LLM Inference
Overview
vLLM is a high-performance and memory-efficient inference engine for large language models. It uses a novel GPU KV cache management strategy to serve transformer-based models at scale, supporting multiple GPUs (including NVIDIA and AMD) with ease. vLLM enables fast decoding and efficient memory utilization, making it suitable for production-level deployments of large LLMs.
Managing application via Apolo CLI
Shell can be installed on Apolo either via the CLI or the Web Console. Below are the detailed instructions for installing using Apolo CLI.
Install via Apolo CLI
Step 1 — Use the CLI command to get the application configuration file template:
apolo app-template get llm-inference > llm.yaml
Step 2 — Customize the application parameters. Below is an example configuration file:
# Application template configuration for: llm-inference
# Fill in the values below to configure your application.
# To use values from another app, use the following format:
# my_param:
# type: "app-instance-ref"
# instance_id: "<app-instance-id>"
# path: "<path-from-get-values-response>"
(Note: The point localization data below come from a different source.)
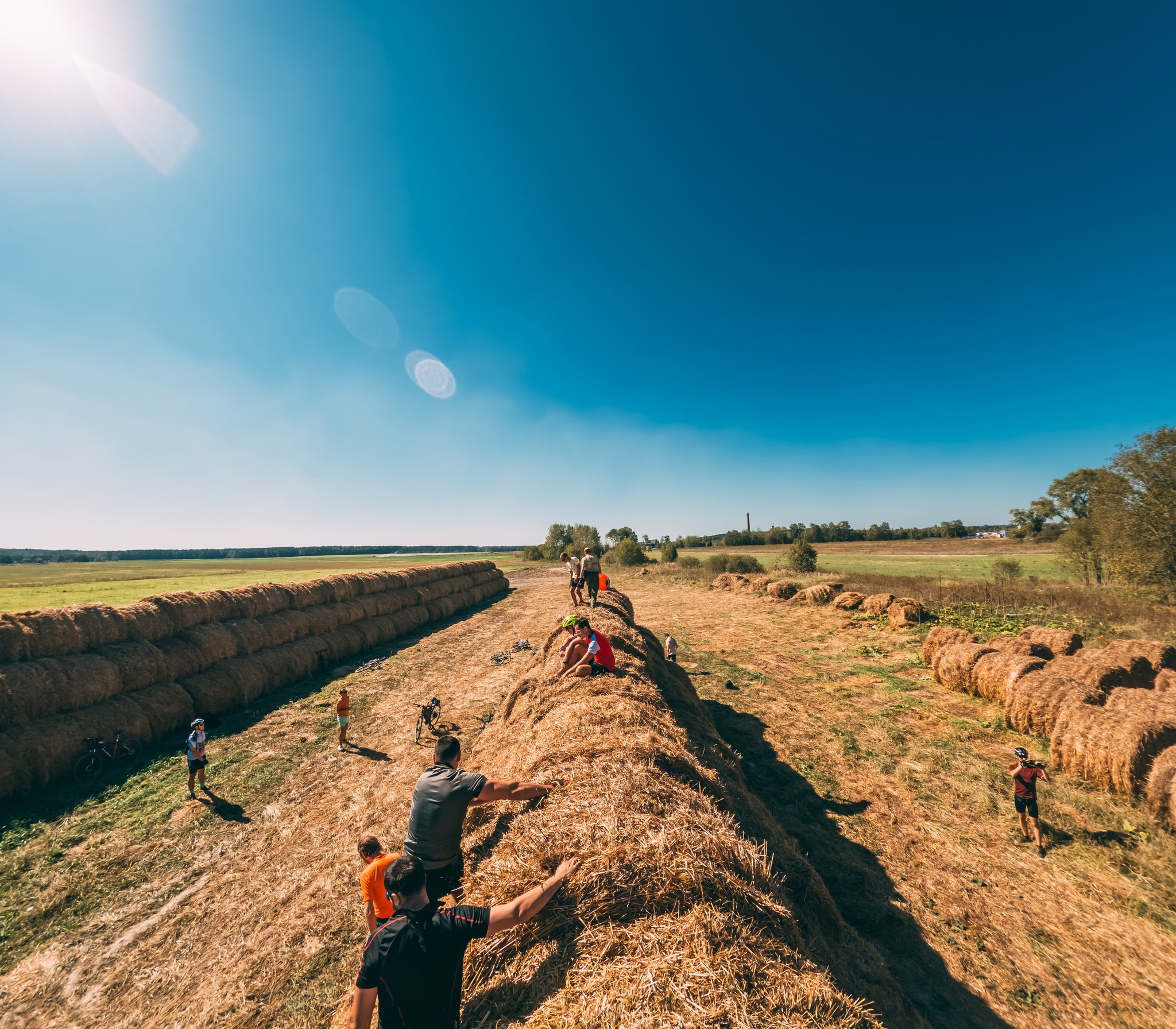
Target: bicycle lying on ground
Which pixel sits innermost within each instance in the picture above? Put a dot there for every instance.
(430, 715)
(99, 753)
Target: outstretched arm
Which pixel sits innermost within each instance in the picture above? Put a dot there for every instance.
(531, 903)
(496, 791)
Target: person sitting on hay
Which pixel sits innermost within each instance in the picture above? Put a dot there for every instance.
(591, 654)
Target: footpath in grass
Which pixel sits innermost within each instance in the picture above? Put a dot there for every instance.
(138, 906)
(24, 587)
(898, 791)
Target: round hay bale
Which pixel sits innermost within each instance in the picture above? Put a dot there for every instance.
(16, 639)
(876, 604)
(942, 635)
(1015, 645)
(1162, 788)
(1060, 641)
(140, 664)
(994, 674)
(1034, 700)
(1113, 749)
(782, 591)
(906, 610)
(146, 620)
(1158, 654)
(954, 664)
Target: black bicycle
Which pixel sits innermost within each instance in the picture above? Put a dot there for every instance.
(430, 715)
(92, 764)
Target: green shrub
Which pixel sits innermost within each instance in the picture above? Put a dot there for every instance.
(802, 558)
(627, 552)
(740, 564)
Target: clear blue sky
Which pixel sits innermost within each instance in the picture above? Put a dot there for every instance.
(874, 261)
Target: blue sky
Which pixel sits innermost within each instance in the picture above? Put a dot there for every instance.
(815, 261)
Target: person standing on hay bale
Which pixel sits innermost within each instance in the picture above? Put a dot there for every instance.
(344, 713)
(590, 572)
(377, 906)
(1026, 774)
(197, 760)
(440, 800)
(672, 649)
(413, 965)
(577, 581)
(592, 654)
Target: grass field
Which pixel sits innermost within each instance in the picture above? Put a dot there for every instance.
(24, 587)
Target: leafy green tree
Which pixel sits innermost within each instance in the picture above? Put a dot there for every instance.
(802, 558)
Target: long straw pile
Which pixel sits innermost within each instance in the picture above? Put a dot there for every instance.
(693, 906)
(150, 667)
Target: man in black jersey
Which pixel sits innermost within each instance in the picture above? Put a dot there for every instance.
(413, 962)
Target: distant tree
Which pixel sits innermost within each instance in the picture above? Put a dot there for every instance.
(802, 558)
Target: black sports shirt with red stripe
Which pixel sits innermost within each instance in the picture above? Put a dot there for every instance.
(414, 964)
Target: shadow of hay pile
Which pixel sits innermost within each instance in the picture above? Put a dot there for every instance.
(1109, 713)
(679, 916)
(149, 668)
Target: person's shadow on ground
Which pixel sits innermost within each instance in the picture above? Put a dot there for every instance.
(859, 884)
(223, 808)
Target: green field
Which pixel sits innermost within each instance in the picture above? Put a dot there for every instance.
(24, 587)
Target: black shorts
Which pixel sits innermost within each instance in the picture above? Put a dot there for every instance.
(442, 881)
(1026, 806)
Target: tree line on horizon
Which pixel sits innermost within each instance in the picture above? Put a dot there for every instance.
(1114, 525)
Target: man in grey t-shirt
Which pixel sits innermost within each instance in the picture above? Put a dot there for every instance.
(443, 795)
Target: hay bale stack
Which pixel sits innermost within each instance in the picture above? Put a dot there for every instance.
(1162, 788)
(1015, 645)
(1105, 670)
(906, 610)
(877, 602)
(819, 594)
(993, 676)
(1059, 641)
(782, 591)
(1035, 700)
(680, 916)
(1114, 747)
(1159, 655)
(954, 664)
(940, 636)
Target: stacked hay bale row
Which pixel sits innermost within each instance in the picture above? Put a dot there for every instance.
(150, 667)
(694, 907)
(1109, 713)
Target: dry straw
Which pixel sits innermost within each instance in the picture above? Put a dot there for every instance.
(876, 604)
(680, 915)
(941, 636)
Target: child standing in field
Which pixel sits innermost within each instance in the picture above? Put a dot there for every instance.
(344, 712)
(672, 649)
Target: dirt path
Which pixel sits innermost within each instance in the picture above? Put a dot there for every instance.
(896, 791)
(245, 911)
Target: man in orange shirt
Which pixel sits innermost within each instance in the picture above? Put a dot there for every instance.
(344, 711)
(377, 906)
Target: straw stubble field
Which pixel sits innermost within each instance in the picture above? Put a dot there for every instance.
(899, 793)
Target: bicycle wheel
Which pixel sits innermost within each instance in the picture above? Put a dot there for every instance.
(129, 751)
(90, 766)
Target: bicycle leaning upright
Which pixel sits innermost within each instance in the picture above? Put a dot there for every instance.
(99, 753)
(430, 715)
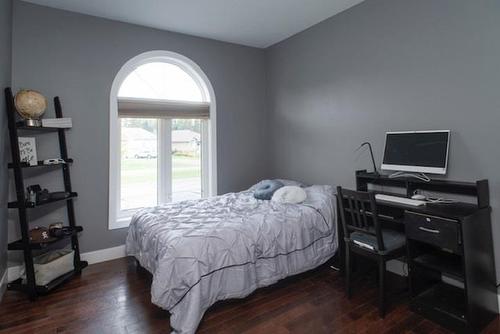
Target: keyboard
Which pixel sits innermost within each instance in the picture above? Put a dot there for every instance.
(399, 200)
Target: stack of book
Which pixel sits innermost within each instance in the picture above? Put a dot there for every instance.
(57, 122)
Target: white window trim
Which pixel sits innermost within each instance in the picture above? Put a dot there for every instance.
(115, 221)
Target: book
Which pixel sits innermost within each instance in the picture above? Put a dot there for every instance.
(65, 122)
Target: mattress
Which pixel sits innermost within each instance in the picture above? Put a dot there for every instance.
(203, 251)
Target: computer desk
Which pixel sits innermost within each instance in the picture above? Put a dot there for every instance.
(452, 241)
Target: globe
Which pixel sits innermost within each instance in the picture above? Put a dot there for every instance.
(30, 104)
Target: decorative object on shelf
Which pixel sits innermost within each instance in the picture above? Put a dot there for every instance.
(33, 193)
(54, 161)
(63, 123)
(51, 265)
(27, 150)
(40, 234)
(58, 230)
(375, 171)
(38, 196)
(31, 105)
(35, 284)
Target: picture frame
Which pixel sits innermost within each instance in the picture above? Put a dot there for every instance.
(27, 150)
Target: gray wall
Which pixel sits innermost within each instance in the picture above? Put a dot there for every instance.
(5, 80)
(77, 57)
(389, 65)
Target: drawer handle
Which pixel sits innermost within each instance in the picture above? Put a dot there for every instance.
(425, 229)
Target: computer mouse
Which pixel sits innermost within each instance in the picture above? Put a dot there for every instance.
(419, 197)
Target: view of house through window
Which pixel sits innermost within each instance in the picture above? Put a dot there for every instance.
(161, 157)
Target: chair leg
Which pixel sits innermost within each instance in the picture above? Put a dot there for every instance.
(382, 286)
(348, 272)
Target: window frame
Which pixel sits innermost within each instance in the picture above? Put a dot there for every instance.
(209, 147)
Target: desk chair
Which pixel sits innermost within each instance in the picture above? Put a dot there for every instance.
(364, 236)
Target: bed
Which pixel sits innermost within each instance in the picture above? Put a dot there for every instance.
(203, 251)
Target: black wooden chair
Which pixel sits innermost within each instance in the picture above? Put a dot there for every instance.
(364, 236)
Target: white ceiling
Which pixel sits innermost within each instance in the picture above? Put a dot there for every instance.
(258, 23)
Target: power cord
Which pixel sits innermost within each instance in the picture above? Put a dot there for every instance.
(433, 198)
(419, 176)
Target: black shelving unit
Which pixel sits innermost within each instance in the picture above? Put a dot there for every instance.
(23, 205)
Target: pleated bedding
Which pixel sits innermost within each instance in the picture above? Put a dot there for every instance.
(223, 247)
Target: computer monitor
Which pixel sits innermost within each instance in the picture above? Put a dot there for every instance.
(417, 151)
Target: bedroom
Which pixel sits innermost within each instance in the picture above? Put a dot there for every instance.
(285, 91)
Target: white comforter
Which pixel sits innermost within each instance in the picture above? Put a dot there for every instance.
(227, 246)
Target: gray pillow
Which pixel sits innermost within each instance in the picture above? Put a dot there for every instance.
(265, 189)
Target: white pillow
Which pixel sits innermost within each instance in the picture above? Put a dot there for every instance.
(289, 194)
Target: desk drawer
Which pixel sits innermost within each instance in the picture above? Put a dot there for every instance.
(440, 232)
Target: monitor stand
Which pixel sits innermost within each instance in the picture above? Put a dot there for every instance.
(420, 176)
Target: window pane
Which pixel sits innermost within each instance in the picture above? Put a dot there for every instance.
(160, 81)
(138, 163)
(186, 159)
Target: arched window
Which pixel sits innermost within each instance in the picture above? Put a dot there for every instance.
(162, 135)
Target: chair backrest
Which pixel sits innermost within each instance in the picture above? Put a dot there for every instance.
(358, 212)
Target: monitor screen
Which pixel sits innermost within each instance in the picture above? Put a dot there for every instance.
(418, 151)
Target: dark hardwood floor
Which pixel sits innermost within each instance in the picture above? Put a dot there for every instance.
(113, 297)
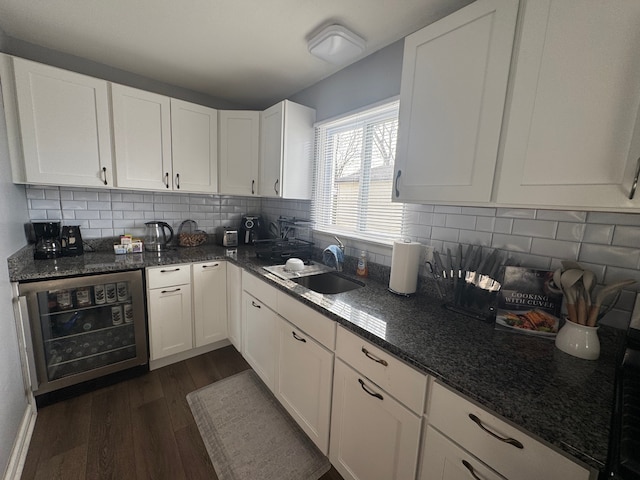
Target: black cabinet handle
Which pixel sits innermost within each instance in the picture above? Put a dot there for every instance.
(170, 291)
(468, 466)
(510, 441)
(373, 394)
(635, 180)
(300, 339)
(374, 358)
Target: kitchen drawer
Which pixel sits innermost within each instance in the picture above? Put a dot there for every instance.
(405, 383)
(261, 290)
(444, 460)
(166, 276)
(308, 320)
(504, 448)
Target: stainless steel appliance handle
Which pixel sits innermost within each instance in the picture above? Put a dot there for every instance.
(632, 193)
(374, 358)
(373, 394)
(300, 339)
(510, 441)
(468, 466)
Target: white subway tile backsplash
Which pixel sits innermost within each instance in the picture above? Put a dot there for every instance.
(467, 222)
(626, 236)
(555, 248)
(534, 228)
(561, 215)
(596, 233)
(609, 255)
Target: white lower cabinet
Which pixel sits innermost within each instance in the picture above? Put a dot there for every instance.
(304, 377)
(373, 436)
(444, 460)
(187, 311)
(170, 323)
(209, 302)
(234, 305)
(504, 448)
(260, 338)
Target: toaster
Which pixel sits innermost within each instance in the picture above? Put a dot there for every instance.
(227, 236)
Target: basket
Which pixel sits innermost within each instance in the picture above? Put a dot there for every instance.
(189, 235)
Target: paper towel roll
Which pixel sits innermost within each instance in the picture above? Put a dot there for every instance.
(405, 261)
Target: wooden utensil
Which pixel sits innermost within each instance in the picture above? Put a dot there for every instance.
(602, 295)
(568, 280)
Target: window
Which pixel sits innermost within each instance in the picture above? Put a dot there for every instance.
(354, 174)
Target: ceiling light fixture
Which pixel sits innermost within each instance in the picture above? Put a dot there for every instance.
(335, 44)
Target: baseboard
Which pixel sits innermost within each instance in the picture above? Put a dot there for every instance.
(21, 444)
(194, 352)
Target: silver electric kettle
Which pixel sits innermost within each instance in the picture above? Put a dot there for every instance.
(156, 239)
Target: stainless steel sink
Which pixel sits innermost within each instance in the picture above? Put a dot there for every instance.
(328, 283)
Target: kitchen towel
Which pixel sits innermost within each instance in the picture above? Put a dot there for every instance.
(405, 261)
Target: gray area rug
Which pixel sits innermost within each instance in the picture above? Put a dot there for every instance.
(249, 435)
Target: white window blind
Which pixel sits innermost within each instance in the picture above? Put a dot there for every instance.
(354, 174)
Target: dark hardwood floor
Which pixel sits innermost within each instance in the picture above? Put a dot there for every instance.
(137, 429)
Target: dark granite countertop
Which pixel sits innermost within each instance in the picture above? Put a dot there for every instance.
(564, 401)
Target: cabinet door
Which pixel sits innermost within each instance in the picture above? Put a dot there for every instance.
(570, 136)
(142, 138)
(373, 437)
(238, 151)
(64, 121)
(271, 151)
(194, 145)
(209, 302)
(234, 305)
(304, 377)
(454, 82)
(170, 324)
(444, 460)
(260, 338)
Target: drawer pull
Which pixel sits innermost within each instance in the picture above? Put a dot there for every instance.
(374, 358)
(373, 394)
(632, 193)
(510, 441)
(469, 467)
(300, 339)
(170, 291)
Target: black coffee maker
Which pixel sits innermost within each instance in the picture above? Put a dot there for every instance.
(251, 229)
(71, 241)
(47, 240)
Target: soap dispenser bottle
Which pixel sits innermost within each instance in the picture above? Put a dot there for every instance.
(363, 269)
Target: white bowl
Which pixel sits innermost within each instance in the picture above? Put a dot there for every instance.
(294, 265)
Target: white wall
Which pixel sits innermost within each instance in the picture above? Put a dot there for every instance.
(13, 214)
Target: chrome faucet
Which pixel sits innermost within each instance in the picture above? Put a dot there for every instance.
(333, 255)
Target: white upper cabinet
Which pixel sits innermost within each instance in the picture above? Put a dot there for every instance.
(572, 137)
(238, 141)
(286, 151)
(454, 82)
(142, 138)
(194, 144)
(64, 124)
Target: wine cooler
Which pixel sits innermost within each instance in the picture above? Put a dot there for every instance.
(85, 327)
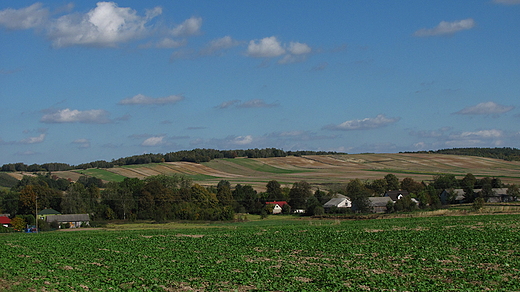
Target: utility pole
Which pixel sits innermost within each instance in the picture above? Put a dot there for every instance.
(36, 212)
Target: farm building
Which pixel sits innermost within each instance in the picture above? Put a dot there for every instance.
(396, 195)
(277, 206)
(339, 201)
(46, 212)
(5, 221)
(75, 220)
(379, 203)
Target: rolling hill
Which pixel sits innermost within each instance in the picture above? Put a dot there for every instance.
(315, 169)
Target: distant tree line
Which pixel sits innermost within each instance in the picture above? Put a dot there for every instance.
(505, 153)
(195, 156)
(164, 198)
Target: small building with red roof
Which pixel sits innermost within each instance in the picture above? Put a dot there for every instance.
(278, 205)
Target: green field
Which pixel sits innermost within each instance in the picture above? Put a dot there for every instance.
(102, 174)
(469, 253)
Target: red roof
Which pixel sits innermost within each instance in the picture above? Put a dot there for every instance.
(5, 220)
(280, 203)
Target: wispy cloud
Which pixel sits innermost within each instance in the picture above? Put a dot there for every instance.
(507, 2)
(227, 104)
(146, 100)
(220, 44)
(364, 124)
(485, 108)
(189, 27)
(153, 141)
(81, 143)
(446, 28)
(253, 103)
(24, 18)
(34, 140)
(493, 137)
(256, 103)
(97, 116)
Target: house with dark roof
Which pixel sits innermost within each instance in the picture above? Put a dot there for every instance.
(46, 212)
(396, 195)
(5, 221)
(74, 220)
(379, 203)
(339, 201)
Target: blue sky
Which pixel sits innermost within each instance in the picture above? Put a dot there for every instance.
(84, 81)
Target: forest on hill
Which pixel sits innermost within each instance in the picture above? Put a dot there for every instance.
(195, 156)
(206, 155)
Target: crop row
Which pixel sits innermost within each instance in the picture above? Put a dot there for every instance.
(466, 253)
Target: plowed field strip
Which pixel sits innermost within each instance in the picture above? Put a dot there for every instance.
(200, 169)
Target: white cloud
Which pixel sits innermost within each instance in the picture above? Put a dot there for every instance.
(296, 48)
(24, 18)
(242, 140)
(168, 43)
(364, 124)
(189, 27)
(82, 143)
(256, 103)
(253, 103)
(265, 48)
(33, 140)
(72, 116)
(227, 104)
(220, 44)
(507, 2)
(492, 137)
(446, 28)
(153, 141)
(142, 99)
(104, 26)
(485, 108)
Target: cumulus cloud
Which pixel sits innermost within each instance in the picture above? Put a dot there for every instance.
(265, 48)
(153, 141)
(81, 143)
(33, 140)
(296, 48)
(104, 26)
(97, 116)
(168, 43)
(219, 45)
(507, 2)
(189, 27)
(485, 108)
(24, 18)
(446, 28)
(364, 124)
(142, 99)
(242, 140)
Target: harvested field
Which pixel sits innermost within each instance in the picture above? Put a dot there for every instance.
(323, 170)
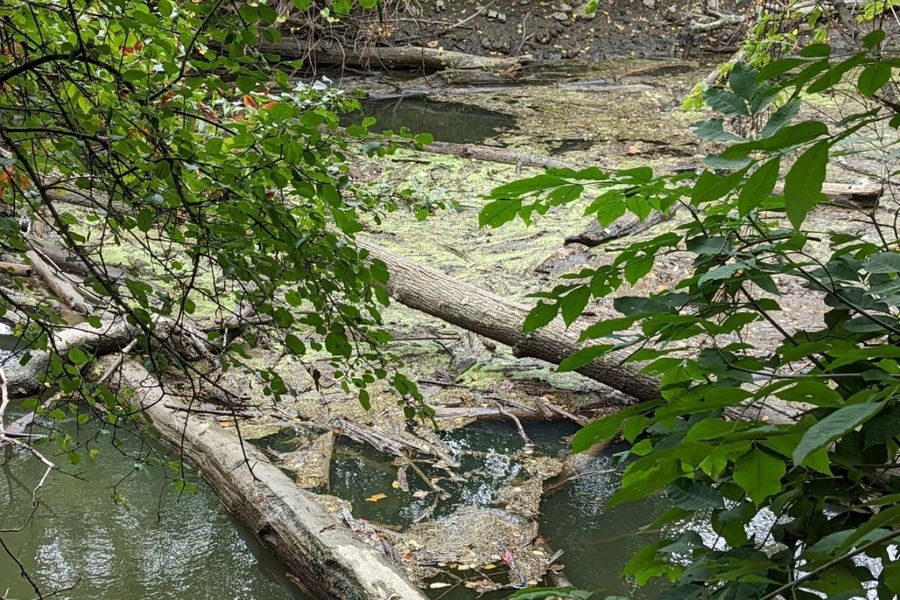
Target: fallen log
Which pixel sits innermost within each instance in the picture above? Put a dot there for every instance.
(72, 263)
(16, 269)
(431, 291)
(397, 57)
(595, 235)
(321, 553)
(26, 379)
(863, 195)
(501, 155)
(61, 287)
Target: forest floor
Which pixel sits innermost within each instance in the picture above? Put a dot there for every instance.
(550, 30)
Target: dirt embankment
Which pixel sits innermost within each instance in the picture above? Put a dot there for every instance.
(560, 29)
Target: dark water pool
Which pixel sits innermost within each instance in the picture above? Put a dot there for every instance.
(446, 121)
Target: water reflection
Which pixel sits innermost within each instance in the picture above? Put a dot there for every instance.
(152, 544)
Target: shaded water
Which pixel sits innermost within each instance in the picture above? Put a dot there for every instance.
(446, 121)
(597, 541)
(152, 544)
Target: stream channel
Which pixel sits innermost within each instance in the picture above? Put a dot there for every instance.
(114, 526)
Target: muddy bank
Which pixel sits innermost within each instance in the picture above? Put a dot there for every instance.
(561, 29)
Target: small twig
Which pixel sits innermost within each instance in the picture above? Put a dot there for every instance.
(559, 484)
(515, 419)
(4, 402)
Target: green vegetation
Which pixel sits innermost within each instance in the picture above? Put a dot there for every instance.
(203, 158)
(824, 469)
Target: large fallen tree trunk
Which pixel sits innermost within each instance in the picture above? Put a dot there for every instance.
(501, 155)
(595, 235)
(432, 292)
(398, 57)
(26, 379)
(321, 553)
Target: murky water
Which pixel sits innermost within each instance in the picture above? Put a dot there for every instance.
(446, 121)
(151, 544)
(597, 541)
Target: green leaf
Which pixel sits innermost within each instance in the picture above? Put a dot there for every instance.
(792, 135)
(246, 83)
(564, 593)
(873, 39)
(883, 262)
(713, 130)
(636, 269)
(499, 212)
(781, 117)
(338, 345)
(608, 208)
(364, 399)
(78, 356)
(726, 102)
(815, 51)
(803, 183)
(891, 576)
(759, 473)
(832, 427)
(691, 494)
(712, 187)
(573, 304)
(607, 428)
(539, 316)
(759, 186)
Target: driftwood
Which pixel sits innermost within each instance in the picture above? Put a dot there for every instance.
(490, 154)
(26, 379)
(17, 269)
(392, 444)
(482, 312)
(853, 196)
(72, 263)
(595, 235)
(57, 282)
(320, 552)
(399, 57)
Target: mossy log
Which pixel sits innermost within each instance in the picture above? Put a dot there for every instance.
(320, 552)
(431, 291)
(396, 57)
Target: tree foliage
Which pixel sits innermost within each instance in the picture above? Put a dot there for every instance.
(823, 473)
(155, 134)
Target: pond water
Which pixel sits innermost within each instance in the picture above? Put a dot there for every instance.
(151, 544)
(446, 121)
(597, 541)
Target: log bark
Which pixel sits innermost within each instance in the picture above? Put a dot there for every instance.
(595, 235)
(16, 269)
(61, 287)
(864, 195)
(319, 551)
(26, 379)
(431, 291)
(398, 57)
(489, 154)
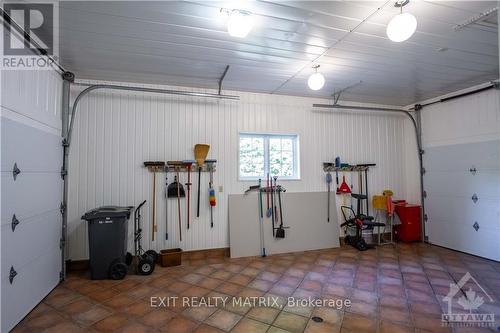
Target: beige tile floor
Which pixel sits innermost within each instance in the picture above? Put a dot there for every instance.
(392, 289)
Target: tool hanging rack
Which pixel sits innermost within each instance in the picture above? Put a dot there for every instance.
(330, 167)
(180, 167)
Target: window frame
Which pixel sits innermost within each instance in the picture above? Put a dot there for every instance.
(266, 136)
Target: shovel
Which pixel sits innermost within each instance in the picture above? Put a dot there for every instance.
(176, 190)
(269, 209)
(188, 164)
(329, 182)
(154, 167)
(200, 154)
(280, 232)
(211, 191)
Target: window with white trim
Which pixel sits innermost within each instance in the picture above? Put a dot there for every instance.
(262, 154)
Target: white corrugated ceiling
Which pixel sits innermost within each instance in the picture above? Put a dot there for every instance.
(186, 43)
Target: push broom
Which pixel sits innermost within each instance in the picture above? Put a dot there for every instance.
(200, 154)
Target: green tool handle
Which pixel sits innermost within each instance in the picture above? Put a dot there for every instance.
(261, 210)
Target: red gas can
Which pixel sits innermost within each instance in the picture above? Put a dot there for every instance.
(410, 229)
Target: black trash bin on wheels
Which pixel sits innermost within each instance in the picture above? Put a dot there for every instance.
(108, 241)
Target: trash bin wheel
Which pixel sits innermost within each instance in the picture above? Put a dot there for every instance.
(117, 270)
(153, 254)
(129, 258)
(146, 265)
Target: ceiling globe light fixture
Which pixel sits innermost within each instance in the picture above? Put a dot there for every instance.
(402, 26)
(316, 81)
(240, 23)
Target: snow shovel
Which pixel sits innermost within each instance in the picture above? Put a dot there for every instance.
(280, 231)
(200, 154)
(344, 189)
(166, 203)
(329, 182)
(211, 191)
(261, 219)
(154, 167)
(269, 209)
(176, 189)
(276, 216)
(188, 164)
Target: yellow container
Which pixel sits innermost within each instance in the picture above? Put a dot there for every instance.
(379, 202)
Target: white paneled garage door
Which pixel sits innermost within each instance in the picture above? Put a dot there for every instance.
(30, 201)
(463, 197)
(462, 179)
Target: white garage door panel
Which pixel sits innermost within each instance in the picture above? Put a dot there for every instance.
(32, 150)
(34, 94)
(461, 236)
(452, 209)
(438, 229)
(40, 232)
(461, 157)
(450, 187)
(34, 197)
(482, 242)
(30, 194)
(458, 183)
(31, 284)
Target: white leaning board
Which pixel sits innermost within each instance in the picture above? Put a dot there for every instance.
(304, 212)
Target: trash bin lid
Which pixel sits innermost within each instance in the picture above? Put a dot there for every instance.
(108, 211)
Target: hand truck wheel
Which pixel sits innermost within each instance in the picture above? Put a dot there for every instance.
(117, 270)
(146, 265)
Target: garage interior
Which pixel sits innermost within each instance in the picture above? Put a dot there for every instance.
(250, 166)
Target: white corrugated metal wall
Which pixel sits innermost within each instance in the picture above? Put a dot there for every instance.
(115, 132)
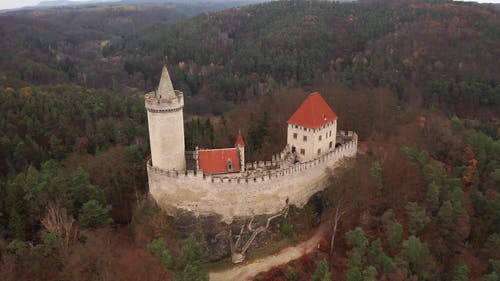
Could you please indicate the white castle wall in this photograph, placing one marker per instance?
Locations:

template_name: llm-inference
template_version: v25.7.0
input:
# Select the resource preset used per service replica.
preset:
# The name of the preset.
name: <>
# Enable access to your application over the internet using HTTPS.
ingress_http:
# Enable or disable HTTP ingress.
enabled: true
# Hugging Face Model Configuration.
hugging_face_model:
# The name of the Hugging Face model.
model_hf_name: <>
# The Hugging Face API token.
hf_token: <>
Explanation of configuration parameters:
Resource Preset: Choose a compute preset to define the hardware resources allocated. Example:
H100x1
HTTP Authentication: Enabled for secure access.
HuggingFace Model: Set HuggingFace model that you want to deploy.
Step 3 — Deploy the application in your Apolo project:
apolo app install -f llm.yaml
Monitor the application status using:
apolo app list
To uninstall the application, use:
apolo app uninstall <app-id>
If you want to see logs of the application, use:
apolo app logs <app-id>
For instructions on how to access the application, please refer to the Usage section.
Usage
After installation, you can utilize vLLM for different kind of workflows:
Go to the Installed Apps tab.
You will see a list of all running apps, including the vLLM app you just installed. To open the detailed information & uninstall the app, click the Details button.
Once in the Details" page, scroll down to the Outputs sections. To launch the applications, find the HTTP API output with with the public domain address, copy and open it and paste to the script.
import requests
API_URL = "<APP_HOST>/v1/chat/completions"
headers = {
"Content-Type": "application/json",
}
data = {
"model": "meta-llama/Llama-3.1-8B-Instruct", # Must match the model name loaded by vLLM
"messages": [
{
"role": "system",
"content": "You are a helpful assistant that gives concise and clear answers.",
},
{
"role": "user",
"content": (
"I'm preparing a presentation for non-technical stakeholders "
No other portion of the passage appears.